As feridas que nunca cicatrizam,
as dores sem analgésicos,
deixo que sangrem, que doam:
assim meu corpo, em carne viva,
veste cada hora como um unguento
e entrega ao tempo cada profundo corte.

Ter coração à mostra
é ter fratura exposta,
é viver todo dia
sem anestesia
o dia da própria morte.


Aíla

quarta-feira, 4 de maio de 2011

Enganosa cor



É verdade que não és como pensei:
simples e puro como frutas colhidas no pé.
Tua polpa suculenta foi imaginação da minha boca,
da minha língua que, sem provar, criou teu sabor.

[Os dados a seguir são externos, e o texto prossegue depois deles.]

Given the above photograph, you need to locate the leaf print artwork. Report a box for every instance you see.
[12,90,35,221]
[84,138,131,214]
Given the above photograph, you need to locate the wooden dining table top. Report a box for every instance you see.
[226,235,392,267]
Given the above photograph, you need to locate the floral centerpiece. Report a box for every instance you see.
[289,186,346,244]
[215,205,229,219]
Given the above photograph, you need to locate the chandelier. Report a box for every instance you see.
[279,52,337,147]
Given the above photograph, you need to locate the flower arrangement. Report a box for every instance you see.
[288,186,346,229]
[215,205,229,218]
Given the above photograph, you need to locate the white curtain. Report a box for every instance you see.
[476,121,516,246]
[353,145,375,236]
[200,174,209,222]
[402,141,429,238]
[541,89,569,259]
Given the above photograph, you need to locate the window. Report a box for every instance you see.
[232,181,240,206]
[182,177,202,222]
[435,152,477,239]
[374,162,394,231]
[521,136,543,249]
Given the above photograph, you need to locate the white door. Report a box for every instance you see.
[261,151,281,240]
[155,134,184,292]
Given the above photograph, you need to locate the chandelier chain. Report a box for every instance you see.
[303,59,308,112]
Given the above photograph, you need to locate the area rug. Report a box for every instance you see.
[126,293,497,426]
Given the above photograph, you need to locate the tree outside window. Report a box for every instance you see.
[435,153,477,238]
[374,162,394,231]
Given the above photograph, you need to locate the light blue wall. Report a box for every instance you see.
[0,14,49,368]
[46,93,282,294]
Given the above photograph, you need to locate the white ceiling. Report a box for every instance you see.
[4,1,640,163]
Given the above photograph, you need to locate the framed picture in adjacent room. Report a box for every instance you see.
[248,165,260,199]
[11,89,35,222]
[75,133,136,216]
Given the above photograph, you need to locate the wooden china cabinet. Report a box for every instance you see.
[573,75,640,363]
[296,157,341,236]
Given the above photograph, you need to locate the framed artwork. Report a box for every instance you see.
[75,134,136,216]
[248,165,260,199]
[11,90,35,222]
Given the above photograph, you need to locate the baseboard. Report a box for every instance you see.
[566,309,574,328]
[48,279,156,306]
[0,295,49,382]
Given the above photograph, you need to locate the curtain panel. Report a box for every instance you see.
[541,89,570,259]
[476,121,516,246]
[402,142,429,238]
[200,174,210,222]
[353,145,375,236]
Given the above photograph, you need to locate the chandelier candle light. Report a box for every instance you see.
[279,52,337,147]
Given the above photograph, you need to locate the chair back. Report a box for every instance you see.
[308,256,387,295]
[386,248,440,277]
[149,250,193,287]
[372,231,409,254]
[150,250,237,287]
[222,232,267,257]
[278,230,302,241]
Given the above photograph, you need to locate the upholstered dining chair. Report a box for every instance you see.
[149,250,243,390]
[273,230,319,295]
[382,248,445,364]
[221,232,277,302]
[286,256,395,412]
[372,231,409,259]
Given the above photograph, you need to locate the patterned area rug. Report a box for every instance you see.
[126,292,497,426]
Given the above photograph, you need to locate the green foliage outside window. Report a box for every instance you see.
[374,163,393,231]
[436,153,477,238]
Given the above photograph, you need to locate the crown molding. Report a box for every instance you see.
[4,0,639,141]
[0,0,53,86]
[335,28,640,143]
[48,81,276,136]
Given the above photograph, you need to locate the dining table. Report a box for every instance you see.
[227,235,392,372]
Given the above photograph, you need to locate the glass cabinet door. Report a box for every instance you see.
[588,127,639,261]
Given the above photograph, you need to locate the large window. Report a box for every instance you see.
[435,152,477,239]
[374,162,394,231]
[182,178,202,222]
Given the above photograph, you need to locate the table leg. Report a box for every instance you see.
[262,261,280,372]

Talvez sejas apenas um pomo de ouro,
nas mãos de Éris,
ou sazonal fruto que deixa cair a casca
e mostra seu legítimo gosto, sua enganosa cor.





terça-feira, 3 de maio de 2011

Pessoas são como bichos





Há pessoas que são ternas como o canto dos pássaros. Elas conseguem acordar nossos melhores sentimentos e nos ensinar que somos livres para ser o que somos. Outras são como as abelhas: só fazem o doce da vida na própria colmeia; se saem dela, picam com seu ferrão, provocando terríveis dores. Há, ainda, as que são como escorpiões. A proximidade humana exacerba sua natureza nociva, e o veneno que escondem escorre nos traiçoeiros botes; vivem do poder danoso dos seus tentáculos, mas, sem eles, são apenas uma inútil carcaça. Salvo os casos patológicos, todos podemos escolher o bicho que nos é conveniente ser. Não esqueçamos, porém, que os bichos não têm alma; nós temos.


Aíla

Tão fundo mar



Tão fundo o mar
e tanta mágoa rasa
para afogar

a canoa virada
os remos largados
 os olhos no infinito
perdidos
e a vida à deriva
sem saber navegar
 
Quem vai nadar
em tão tristes águas
para me salvar?



Descalça


Parece que nasci descalça para andar em estradas com espinhos. Mas Deus fez os meus pés fortes. Sangram, mas logo saram e recomeçam a caminhada, porque é meu destino andar, seguir sempre em frente, a despeito dos vendavais e das marés cheias que me inundam de nostalgia. Tenho o coração em festa e a poesia, que é o meu 'pelo sinal', minha salvação... ninguém escolhe ser assim, em carne viva, simplesmente é e cumpre sua sina porque se vive não por escolha, mas por predestinação. Fugir do destino é atrasar o curso da própria história.